Graying civil rights leaders tell of history they lived Baltimore struggles painful, if little-known

September 04, 1998|By Erin Texeira | Erin Texeira,SUN STAFF

Before Martin Luther King Jr. marched on Washington and before he sang "We Shall Overcome" on national television, Baltimore's civil rights leaders had picketed segregated downtown coffee shops and demonstrated to integrate the Johns Hopkins University.

But such details are little-known because the city's -- and state's -- civil rights history has not been fully written.

Which makes yesterday's gathering so remarkable.

Perched on metal folding chairs in a church hall and rubbing their bald and grayed pates, a dozen who led Baltimore's struggle for equality more than a generation ago talked about the blood shed and the insults taken. They talked of being barred from many of the city's most revered institutions -- and of feeling as though they could change the world.

The aim was to assess where they had been and where they, or, more aptly, subsequent generations, have yet to go. The participants -- many were in their 80s and 90s, some were ministers, most were African-American and all but one were men -- wanted to remind the two dozen or so ministers and students in attendance not to forget history.

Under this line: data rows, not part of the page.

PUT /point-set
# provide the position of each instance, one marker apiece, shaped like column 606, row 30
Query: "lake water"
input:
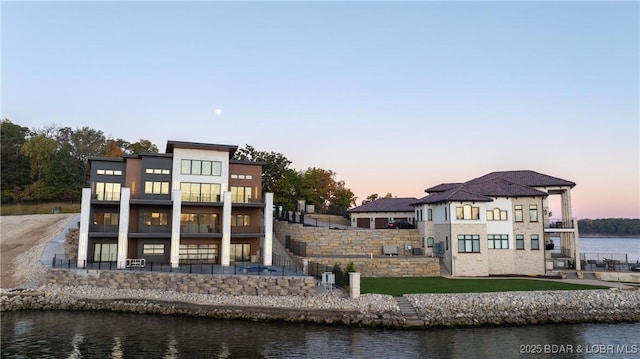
column 38, row 334
column 608, row 245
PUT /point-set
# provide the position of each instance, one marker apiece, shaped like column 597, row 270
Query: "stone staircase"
column 409, row 313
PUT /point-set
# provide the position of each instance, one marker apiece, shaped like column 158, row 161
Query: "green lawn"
column 415, row 285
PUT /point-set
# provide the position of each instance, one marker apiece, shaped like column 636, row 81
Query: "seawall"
column 434, row 310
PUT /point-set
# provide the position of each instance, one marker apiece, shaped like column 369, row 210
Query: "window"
column 533, row 213
column 199, row 252
column 468, row 243
column 498, row 241
column 106, row 191
column 155, row 219
column 109, row 219
column 241, row 177
column 240, row 252
column 157, row 171
column 105, row 252
column 517, row 213
column 200, row 192
column 199, row 223
column 198, row 167
column 109, row 172
column 240, row 220
column 535, row 241
column 152, row 249
column 240, row 194
column 496, row 214
column 152, row 187
column 467, row 212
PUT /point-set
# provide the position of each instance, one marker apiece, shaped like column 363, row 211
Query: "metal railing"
column 281, row 267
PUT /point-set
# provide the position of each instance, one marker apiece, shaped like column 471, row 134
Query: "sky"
column 394, row 97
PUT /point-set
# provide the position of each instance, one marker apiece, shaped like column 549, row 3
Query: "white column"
column 123, row 228
column 83, row 238
column 354, row 285
column 267, row 249
column 174, row 255
column 225, row 251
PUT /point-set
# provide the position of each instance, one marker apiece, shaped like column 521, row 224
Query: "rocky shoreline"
column 370, row 310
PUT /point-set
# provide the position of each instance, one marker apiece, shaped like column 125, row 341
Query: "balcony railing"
column 247, row 229
column 560, row 223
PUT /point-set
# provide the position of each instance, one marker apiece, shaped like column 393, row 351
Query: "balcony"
column 558, row 225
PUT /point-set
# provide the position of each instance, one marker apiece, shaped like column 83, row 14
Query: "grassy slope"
column 415, row 285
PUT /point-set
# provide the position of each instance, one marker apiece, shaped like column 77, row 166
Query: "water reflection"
column 117, row 335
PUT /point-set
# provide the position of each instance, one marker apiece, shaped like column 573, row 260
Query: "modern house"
column 192, row 204
column 377, row 214
column 498, row 224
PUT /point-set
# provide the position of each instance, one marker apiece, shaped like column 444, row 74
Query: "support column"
column 225, row 251
column 123, row 228
column 174, row 255
column 83, row 236
column 267, row 249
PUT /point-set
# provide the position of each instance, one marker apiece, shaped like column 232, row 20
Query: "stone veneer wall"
column 417, row 266
column 323, row 241
column 330, row 247
column 189, row 283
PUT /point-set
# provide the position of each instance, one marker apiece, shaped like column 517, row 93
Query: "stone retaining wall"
column 386, row 266
column 182, row 282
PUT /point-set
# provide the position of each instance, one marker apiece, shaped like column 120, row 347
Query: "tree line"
column 610, row 226
column 52, row 164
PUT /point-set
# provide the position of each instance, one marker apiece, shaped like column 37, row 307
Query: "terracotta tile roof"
column 387, row 205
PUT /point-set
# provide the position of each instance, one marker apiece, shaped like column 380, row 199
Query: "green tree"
column 277, row 177
column 15, row 165
column 141, row 146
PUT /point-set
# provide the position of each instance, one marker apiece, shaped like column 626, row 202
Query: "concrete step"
column 412, row 319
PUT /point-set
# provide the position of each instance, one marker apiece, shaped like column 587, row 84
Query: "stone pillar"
column 83, row 235
column 225, row 250
column 174, row 254
column 123, row 228
column 267, row 248
column 354, row 285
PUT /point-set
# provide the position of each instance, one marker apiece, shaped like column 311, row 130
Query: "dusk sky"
column 391, row 96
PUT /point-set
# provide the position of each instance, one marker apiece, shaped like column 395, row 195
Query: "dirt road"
column 21, row 243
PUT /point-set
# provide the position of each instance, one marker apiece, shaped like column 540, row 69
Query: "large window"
column 207, row 253
column 517, row 213
column 496, row 214
column 105, row 252
column 200, row 192
column 106, row 218
column 153, row 248
column 199, row 223
column 240, row 194
column 155, row 218
column 468, row 243
column 106, row 191
column 498, row 241
column 199, row 167
column 535, row 241
column 241, row 220
column 533, row 213
column 154, row 187
column 240, row 252
column 467, row 212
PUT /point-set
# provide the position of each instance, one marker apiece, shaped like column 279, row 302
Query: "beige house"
column 498, row 224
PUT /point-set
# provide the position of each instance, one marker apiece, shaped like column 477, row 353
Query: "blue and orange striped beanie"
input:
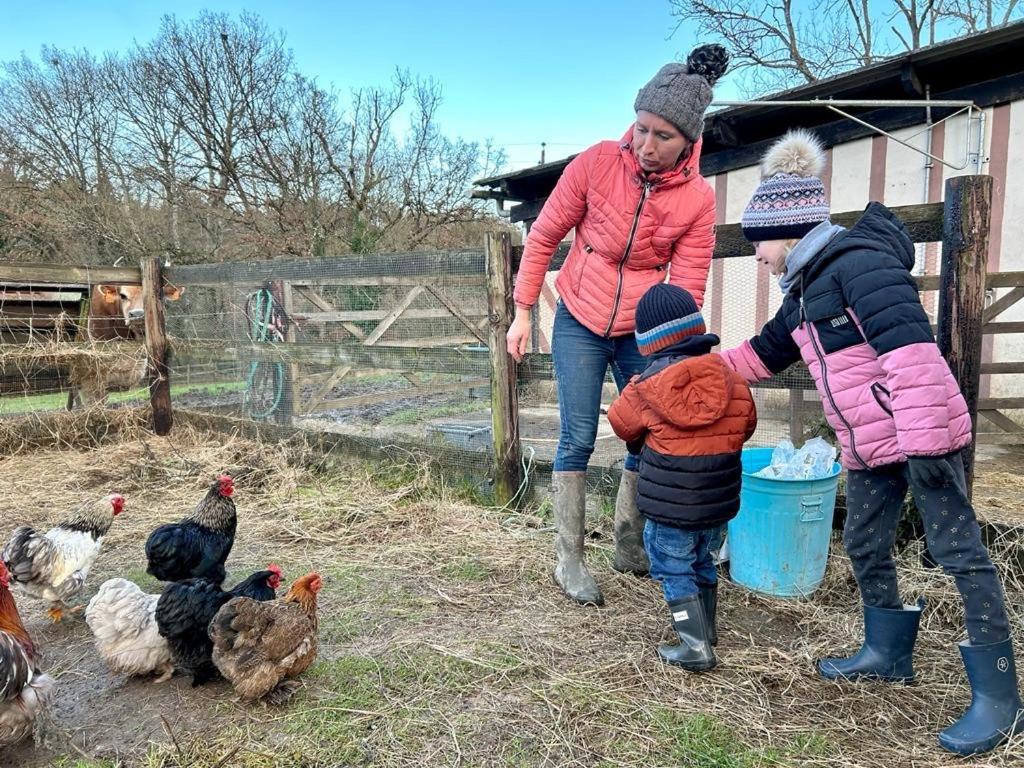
column 666, row 315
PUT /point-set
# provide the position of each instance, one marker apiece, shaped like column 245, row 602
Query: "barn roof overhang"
column 986, row 68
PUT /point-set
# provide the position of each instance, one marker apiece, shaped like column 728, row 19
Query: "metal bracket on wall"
column 840, row 105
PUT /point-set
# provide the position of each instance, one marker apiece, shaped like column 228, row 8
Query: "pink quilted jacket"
column 631, row 228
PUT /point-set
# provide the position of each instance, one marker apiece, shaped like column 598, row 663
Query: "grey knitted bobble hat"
column 681, row 92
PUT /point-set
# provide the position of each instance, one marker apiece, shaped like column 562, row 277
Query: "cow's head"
column 130, row 298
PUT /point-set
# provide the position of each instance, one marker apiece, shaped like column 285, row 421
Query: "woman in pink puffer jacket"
column 642, row 214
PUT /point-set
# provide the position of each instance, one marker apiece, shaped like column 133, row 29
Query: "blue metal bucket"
column 778, row 543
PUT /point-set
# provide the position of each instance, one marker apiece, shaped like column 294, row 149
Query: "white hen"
column 123, row 621
column 24, row 689
column 54, row 565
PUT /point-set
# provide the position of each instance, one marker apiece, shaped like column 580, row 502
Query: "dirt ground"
column 443, row 641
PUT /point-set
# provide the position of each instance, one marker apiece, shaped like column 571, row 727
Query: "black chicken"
column 184, row 611
column 199, row 545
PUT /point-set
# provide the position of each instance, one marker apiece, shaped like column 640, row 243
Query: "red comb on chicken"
column 274, row 581
column 226, row 484
column 199, row 545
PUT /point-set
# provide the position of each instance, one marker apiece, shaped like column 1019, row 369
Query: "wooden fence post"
column 504, row 397
column 156, row 345
column 962, row 289
column 286, row 410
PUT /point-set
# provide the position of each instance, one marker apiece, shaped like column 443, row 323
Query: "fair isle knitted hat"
column 791, row 199
column 666, row 315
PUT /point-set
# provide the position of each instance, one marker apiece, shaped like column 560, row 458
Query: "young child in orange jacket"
column 691, row 414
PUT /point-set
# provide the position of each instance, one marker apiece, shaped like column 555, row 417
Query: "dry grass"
column 445, row 643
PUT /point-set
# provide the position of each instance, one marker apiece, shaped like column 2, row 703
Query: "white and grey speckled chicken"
column 24, row 689
column 54, row 565
column 123, row 620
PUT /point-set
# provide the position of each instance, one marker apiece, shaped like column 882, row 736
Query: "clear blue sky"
column 564, row 72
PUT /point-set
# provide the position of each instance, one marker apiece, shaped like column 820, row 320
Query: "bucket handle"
column 810, row 509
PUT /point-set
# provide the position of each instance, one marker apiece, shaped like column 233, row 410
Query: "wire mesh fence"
column 391, row 348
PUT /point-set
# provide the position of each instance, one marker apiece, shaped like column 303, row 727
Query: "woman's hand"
column 518, row 335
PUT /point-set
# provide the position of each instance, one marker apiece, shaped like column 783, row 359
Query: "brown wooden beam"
column 156, row 345
column 1001, row 304
column 962, row 296
column 504, row 377
column 401, row 394
column 66, row 274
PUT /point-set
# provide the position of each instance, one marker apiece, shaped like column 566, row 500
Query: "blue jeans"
column 582, row 359
column 681, row 560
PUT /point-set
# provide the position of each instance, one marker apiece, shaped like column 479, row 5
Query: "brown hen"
column 261, row 646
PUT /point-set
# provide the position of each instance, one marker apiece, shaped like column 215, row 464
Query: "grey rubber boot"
column 569, row 499
column 630, row 554
column 693, row 651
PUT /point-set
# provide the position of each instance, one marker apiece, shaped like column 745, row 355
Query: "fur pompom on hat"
column 682, row 92
column 791, row 199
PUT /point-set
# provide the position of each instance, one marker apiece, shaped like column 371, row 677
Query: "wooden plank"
column 332, row 268
column 380, row 356
column 40, row 296
column 397, row 281
column 536, row 366
column 393, row 315
column 526, row 211
column 454, row 308
column 156, row 345
column 366, row 315
column 1003, row 328
column 1001, row 421
column 999, row 438
column 401, row 394
column 504, row 392
column 65, row 273
column 448, row 459
column 325, row 390
column 1001, row 304
column 1000, row 403
column 1005, row 280
column 318, row 301
column 434, row 341
column 1003, row 368
column 962, row 295
column 289, row 394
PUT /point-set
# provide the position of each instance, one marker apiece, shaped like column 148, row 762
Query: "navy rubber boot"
column 995, row 712
column 888, row 649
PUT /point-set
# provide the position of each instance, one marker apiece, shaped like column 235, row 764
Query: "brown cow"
column 116, row 313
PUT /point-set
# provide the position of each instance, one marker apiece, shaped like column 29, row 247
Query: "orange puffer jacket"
column 694, row 415
column 631, row 227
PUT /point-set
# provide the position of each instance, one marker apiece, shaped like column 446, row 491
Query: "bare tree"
column 781, row 43
column 206, row 142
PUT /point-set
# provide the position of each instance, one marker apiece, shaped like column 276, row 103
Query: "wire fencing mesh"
column 389, row 347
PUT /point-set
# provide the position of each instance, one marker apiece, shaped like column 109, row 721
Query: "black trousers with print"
column 875, row 500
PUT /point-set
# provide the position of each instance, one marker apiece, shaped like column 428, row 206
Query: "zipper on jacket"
column 876, row 388
column 824, row 375
column 626, row 255
column 824, row 384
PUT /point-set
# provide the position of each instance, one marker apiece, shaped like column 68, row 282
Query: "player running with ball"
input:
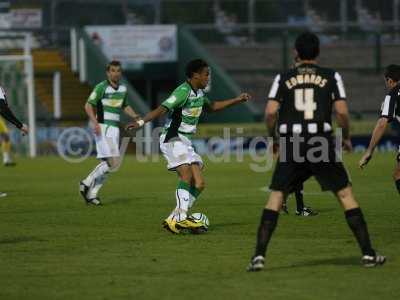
column 185, row 106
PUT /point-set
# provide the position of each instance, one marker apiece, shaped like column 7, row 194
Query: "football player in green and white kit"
column 185, row 106
column 104, row 107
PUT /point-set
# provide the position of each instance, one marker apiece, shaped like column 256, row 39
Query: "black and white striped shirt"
column 306, row 95
column 391, row 105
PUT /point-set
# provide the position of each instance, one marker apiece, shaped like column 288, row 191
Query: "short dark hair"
column 195, row 66
column 114, row 63
column 392, row 72
column 307, row 46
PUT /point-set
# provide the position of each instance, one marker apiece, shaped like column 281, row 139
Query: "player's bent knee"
column 275, row 201
column 396, row 175
column 346, row 198
column 200, row 185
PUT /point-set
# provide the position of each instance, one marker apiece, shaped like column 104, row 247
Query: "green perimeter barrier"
column 96, row 62
column 222, row 85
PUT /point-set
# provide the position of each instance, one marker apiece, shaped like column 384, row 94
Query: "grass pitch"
column 53, row 246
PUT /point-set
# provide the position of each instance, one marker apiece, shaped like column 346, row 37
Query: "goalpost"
column 17, row 79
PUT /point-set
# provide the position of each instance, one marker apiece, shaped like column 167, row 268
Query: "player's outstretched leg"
column 197, row 184
column 396, row 174
column 6, row 149
column 177, row 220
column 268, row 222
column 88, row 183
column 355, row 220
column 302, row 210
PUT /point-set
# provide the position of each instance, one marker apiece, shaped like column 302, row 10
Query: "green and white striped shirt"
column 109, row 102
column 185, row 107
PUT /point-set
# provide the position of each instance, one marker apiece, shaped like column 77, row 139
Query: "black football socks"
column 267, row 226
column 357, row 224
column 398, row 185
column 299, row 200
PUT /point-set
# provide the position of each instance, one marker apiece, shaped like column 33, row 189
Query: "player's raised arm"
column 91, row 112
column 343, row 120
column 377, row 134
column 7, row 114
column 271, row 116
column 220, row 105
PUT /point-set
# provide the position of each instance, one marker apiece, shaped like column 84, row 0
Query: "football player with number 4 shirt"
column 305, row 97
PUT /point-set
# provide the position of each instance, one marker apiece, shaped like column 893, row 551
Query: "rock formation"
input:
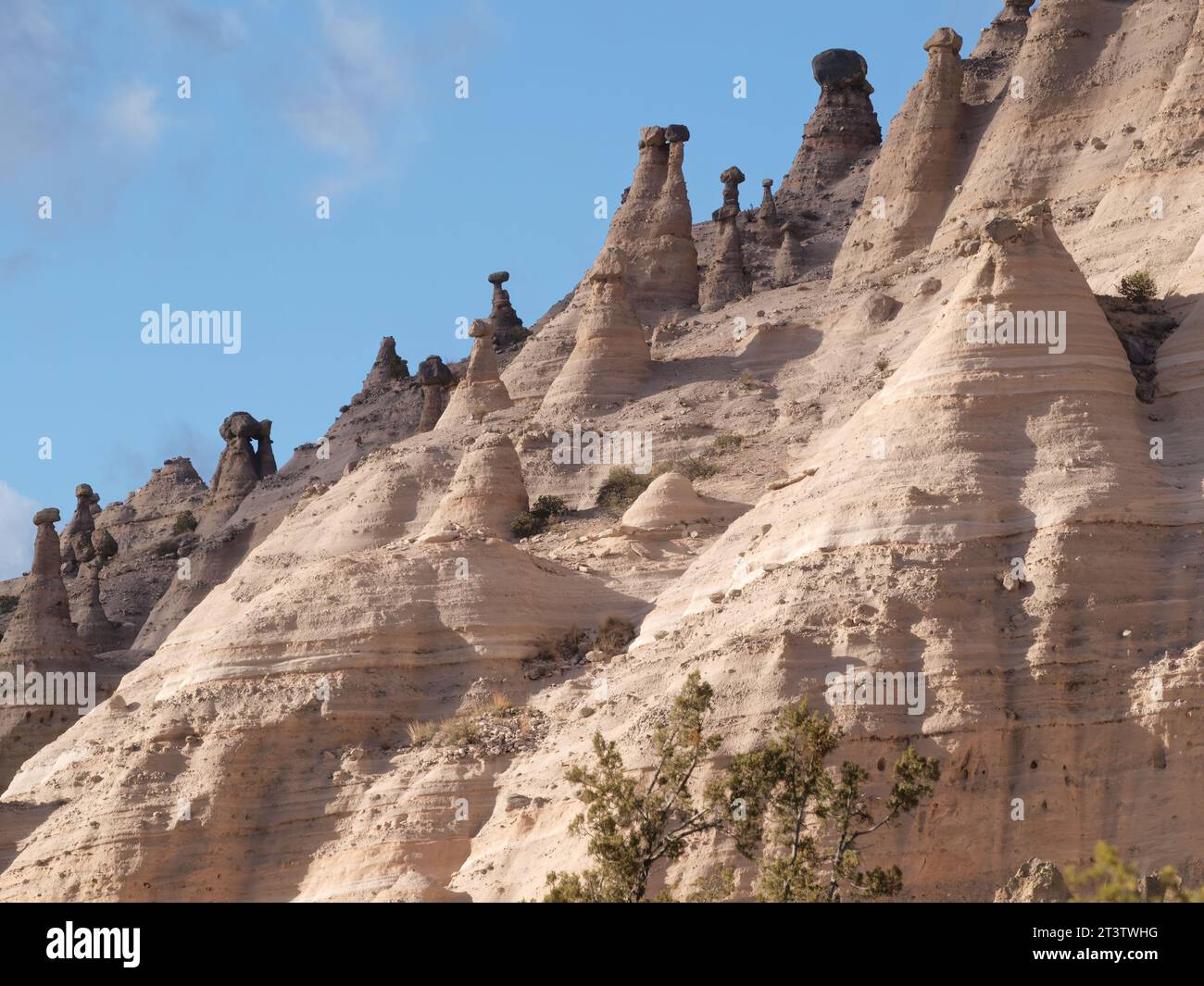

"Today we have the privilege of being in the presence of the hall of famers of the civil rights movement," said the Rev. Douglas Miles, president of the Interdenominational Ministerial Alliance, which organized the event at the Episcopal Diocesan Center in Charles Village. "They not only paved the way for my generation, but they are still holding the banner high."

In contrast to much of the cynicism that today shrouds conversations about race relations, the participants twice broke out in inspirational song. One quoted King's confident statement, "I know we as a people will get to the promised land."

No coffee at Mondawmin

Still, the memories were painful.

Some recalled not being able to get a cup of coffee at a segregated coffee shop at Mondawmin Mall, now frequented mostly by black customers.

"Can you imagine that black people were not being served a cup of coffee at Mondawmin?" asked Edward Chance, chairman of Baltimore's chapter of the Congress of Racial Equality.

In the late 1950s, the Rev. Vernon Dobson said, more than 5,000 people marched in Baltimore to protest segregation and the lack of jobs -- "the same things we're talking about now."

Sidney Hollander Jr., a white businessman who recently won civil rights awards from Baltimore Neighborhoods Inc. and the American Civil Liberties Union, remembers when his father worked to desegregate the Ford Theater in the 1940s, picketing outside before taking his front-row season ticket seat to watch shows.

Psychological barriers

Chance, who grew up in North Carolina and attended segregated Hampton University in Virginia -- "Now they call them historically black colleges," he said -- remembers biology lessons taught with an evolutionary chart of primates that showed blacks at the bottom.

"We had to fight for more than the right to eat in a restaurant but also had to fight through the psychological barriers," he said.

They agreed that many Baltimoreans, particularly clergy members and students from Morgan State and Johns Hopkins universities, were in the vanguard of the fight for equal treatment for African-Americans across the region.

At times, many spoke with pride and laughter.

Chester Wickwire, chaplain emeritus for Hopkins University and

host of the program, joked to Chance about The Block, a section of East Baltimore Street that has for decades included a row of strip and dance clubs, "Hey, Ed, I was wondering about The Block. Do you regret desegregating that bit?"

'No time for relaxing'

But inevitably, yesterday's talk came around to the modern state of race relations. The tone quickly grew somber.

"My heart is sort of saddened that this is no time for relaxing," the Rev. Marion Bascom said. "The meanness and mean-spiritedness is a stain in our community.

"So now we can eat and use the spoons. What the hell?"

They decried the dismantling of affirmative action in many areas, saying it had been in place and successful long before it was stigmatized.

Affirmative action

Solomon Baylor, a U.S. District judge whose grandfather was a slave, said he attended school "on the G.I. Bill, which was affirmative action," he said. "That's what it was, but nobody ever protested that. Nobody ever complained about that."

With many members of the group aging, some are beginning to worry that much of the history could be lost. Ministerial Alliance members are brainstorming ways to record and compile their memories.

"Someone's got to write a book," said A. Robert Kaufman, a civil rights activist. "We're starting to die off."